Please don't break invalid escape sequences

jamestwebber · December 16, 2024, 7:56pm

But if no one ever runs the code again, is it truly “broken”?

I don’t doubt that a large amount of code would be incompatible with a future Python version that makes this an error. I suspect that nearly all of that code would need major updates to be compatible with future Python anyway. If something isn’t being maintained it doesn’t matter if it would theoretically break.

I doubt anyone has looked at most of the code I wrote in grad school, let alone tried to run it. If they did, I’m sure they’d find it was broken in some way, and not because I invented new escape sequences in my strings.

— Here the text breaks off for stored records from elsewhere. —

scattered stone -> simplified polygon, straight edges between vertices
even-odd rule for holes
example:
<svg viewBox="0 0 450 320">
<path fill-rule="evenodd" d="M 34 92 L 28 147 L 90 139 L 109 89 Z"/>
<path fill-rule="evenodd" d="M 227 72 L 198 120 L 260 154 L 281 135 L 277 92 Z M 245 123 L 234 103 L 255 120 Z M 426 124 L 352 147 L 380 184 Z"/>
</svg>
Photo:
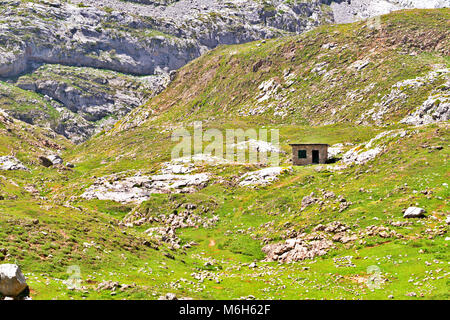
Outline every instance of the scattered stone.
<svg viewBox="0 0 450 320">
<path fill-rule="evenodd" d="M 104 291 L 104 290 L 115 291 L 120 287 L 121 285 L 117 281 L 106 280 L 99 283 L 99 285 L 97 286 L 97 291 Z"/>
<path fill-rule="evenodd" d="M 405 227 L 410 226 L 412 223 L 410 221 L 391 221 L 389 224 L 394 227 Z"/>
<path fill-rule="evenodd" d="M 262 248 L 265 261 L 293 262 L 313 259 L 325 255 L 333 243 L 329 240 L 306 241 L 301 238 L 288 239 L 284 243 L 269 244 Z"/>
<path fill-rule="evenodd" d="M 219 221 L 217 215 L 207 215 L 210 210 L 209 207 L 202 205 L 197 208 L 194 203 L 186 203 L 182 207 L 185 210 L 174 210 L 170 214 L 153 215 L 151 212 L 134 210 L 126 215 L 119 223 L 120 226 L 134 227 L 142 226 L 147 223 L 157 223 L 158 226 L 148 228 L 145 233 L 159 241 L 169 244 L 171 249 L 180 249 L 181 240 L 176 236 L 176 230 L 181 228 L 211 228 Z M 180 207 L 181 208 L 181 207 Z M 194 212 L 198 209 L 197 212 Z M 195 242 L 190 242 L 183 245 L 183 249 L 190 248 L 196 245 Z"/>
<path fill-rule="evenodd" d="M 202 270 L 199 272 L 191 273 L 191 276 L 198 280 L 199 282 L 204 282 L 205 280 L 212 281 L 215 283 L 221 283 L 222 280 L 219 278 L 217 274 L 211 271 Z"/>
<path fill-rule="evenodd" d="M 403 118 L 400 122 L 419 126 L 450 120 L 449 89 L 450 81 L 447 81 L 442 89 L 435 90 L 416 111 Z"/>
<path fill-rule="evenodd" d="M 227 159 L 223 157 L 216 157 L 207 153 L 196 153 L 192 156 L 182 157 L 173 159 L 171 162 L 165 163 L 165 165 L 177 165 L 177 164 L 191 164 L 191 163 L 204 163 L 208 165 L 219 165 L 230 163 Z M 190 168 L 193 168 L 191 166 Z"/>
<path fill-rule="evenodd" d="M 186 174 L 194 170 L 194 165 L 171 164 L 166 163 L 161 169 L 162 174 Z"/>
<path fill-rule="evenodd" d="M 369 59 L 366 60 L 357 60 L 355 61 L 351 67 L 357 71 L 364 69 L 370 63 Z"/>
<path fill-rule="evenodd" d="M 333 221 L 326 225 L 324 231 L 328 233 L 341 233 L 347 231 L 348 229 L 349 227 L 345 223 Z"/>
<path fill-rule="evenodd" d="M 344 257 L 337 257 L 333 258 L 334 265 L 336 268 L 353 268 L 356 267 L 356 265 L 352 262 L 353 257 L 352 256 L 344 256 Z"/>
<path fill-rule="evenodd" d="M 97 181 L 81 195 L 92 200 L 112 200 L 117 202 L 143 202 L 151 194 L 192 193 L 204 188 L 209 181 L 208 173 L 192 175 L 162 174 L 154 176 L 135 175 L 120 178 L 111 175 Z"/>
<path fill-rule="evenodd" d="M 109 290 L 109 291 L 111 291 L 111 295 L 116 295 L 117 294 L 116 290 L 120 290 L 121 292 L 124 292 L 127 289 L 133 288 L 135 286 L 136 286 L 135 284 L 131 284 L 131 285 L 130 284 L 120 284 L 117 281 L 106 280 L 106 281 L 99 283 L 99 285 L 97 286 L 97 291 Z"/>
<path fill-rule="evenodd" d="M 333 236 L 333 241 L 341 242 L 341 243 L 348 243 L 351 241 L 355 241 L 357 239 L 358 239 L 358 236 L 356 234 L 348 235 L 345 232 L 339 232 Z"/>
<path fill-rule="evenodd" d="M 334 194 L 333 191 L 325 191 L 325 192 L 323 193 L 323 197 L 324 197 L 325 199 L 334 199 L 334 198 L 336 198 L 336 194 Z"/>
<path fill-rule="evenodd" d="M 327 72 L 327 66 L 328 62 L 320 62 L 317 63 L 314 68 L 312 68 L 311 72 L 317 73 L 319 76 L 323 75 L 325 72 Z"/>
<path fill-rule="evenodd" d="M 158 300 L 178 300 L 175 293 L 166 293 L 164 296 L 160 296 Z"/>
<path fill-rule="evenodd" d="M 303 197 L 302 209 L 305 209 L 305 208 L 309 207 L 310 205 L 313 205 L 319 201 L 319 199 L 315 198 L 314 196 L 315 196 L 315 194 L 314 194 L 314 192 L 312 192 L 309 196 Z"/>
<path fill-rule="evenodd" d="M 337 47 L 337 44 L 333 43 L 333 42 L 325 43 L 322 45 L 322 49 L 327 49 L 327 50 L 334 49 L 336 47 Z"/>
<path fill-rule="evenodd" d="M 257 97 L 258 102 L 264 102 L 273 98 L 273 96 L 277 93 L 278 88 L 280 88 L 280 84 L 275 79 L 269 79 L 261 83 L 258 87 L 260 93 Z"/>
<path fill-rule="evenodd" d="M 384 227 L 384 226 L 368 226 L 366 227 L 365 231 L 361 232 L 360 236 L 369 236 L 369 237 L 373 237 L 373 236 L 378 236 L 381 238 L 401 238 L 402 235 L 395 232 L 394 230 L 390 230 L 388 227 Z"/>
<path fill-rule="evenodd" d="M 313 231 L 313 232 L 324 231 L 325 228 L 326 228 L 325 225 L 323 225 L 323 224 L 318 224 L 317 226 L 315 226 L 315 227 L 312 229 L 312 231 Z"/>
<path fill-rule="evenodd" d="M 239 183 L 240 186 L 265 186 L 276 180 L 283 173 L 291 172 L 292 168 L 270 167 L 244 174 Z"/>
</svg>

ajoino · December 16, 2024, 8:05pm

Yeah this mirrors my experience where most student/research code is used in one project over a limited timespan and is never ran again in it’s entirety, meaning that it’s likely only run on a single Python version. Furthermore, in my experience most of that code is not turned into libraries and instead copy-pasted when reused, which provides a nice opportunity to upgrade the code to a newer Python version.

jamestwebber · December 16, 2024, 8:19pm

Certainly none of that is a good situation (from the perspective of how research gets done), but I definitely don’t think it’s a problem that should stop Python from improving.

patrick-kidger · December 16, 2024, 9:02pm

Reproducibility is a cornerstone of the scientific endeavor. We should absolutely expect to be able to run old code again, often only occasionally as part of building a better attempt at the same problem some years later.

Python 2-to-3 was bad enough. I don’t want us to repeat that transition.

jamestwebber · December 16, 2024, 9:07pm

I totally agree that it should be that way, but I also acknowledge reality: a large majority of the code used in research publications is never used again, if it’s made public in the first place. Particularly the type of code written by a grad student, who moves on to a career somewhere else and has no incentive to keep it running^[1].

We can’t invoke 2-to-3 every single time a change is made to Python. This is trivially easy to fix and so far we haven’t seen any examples of maintained code that couldn’t handle this very small change.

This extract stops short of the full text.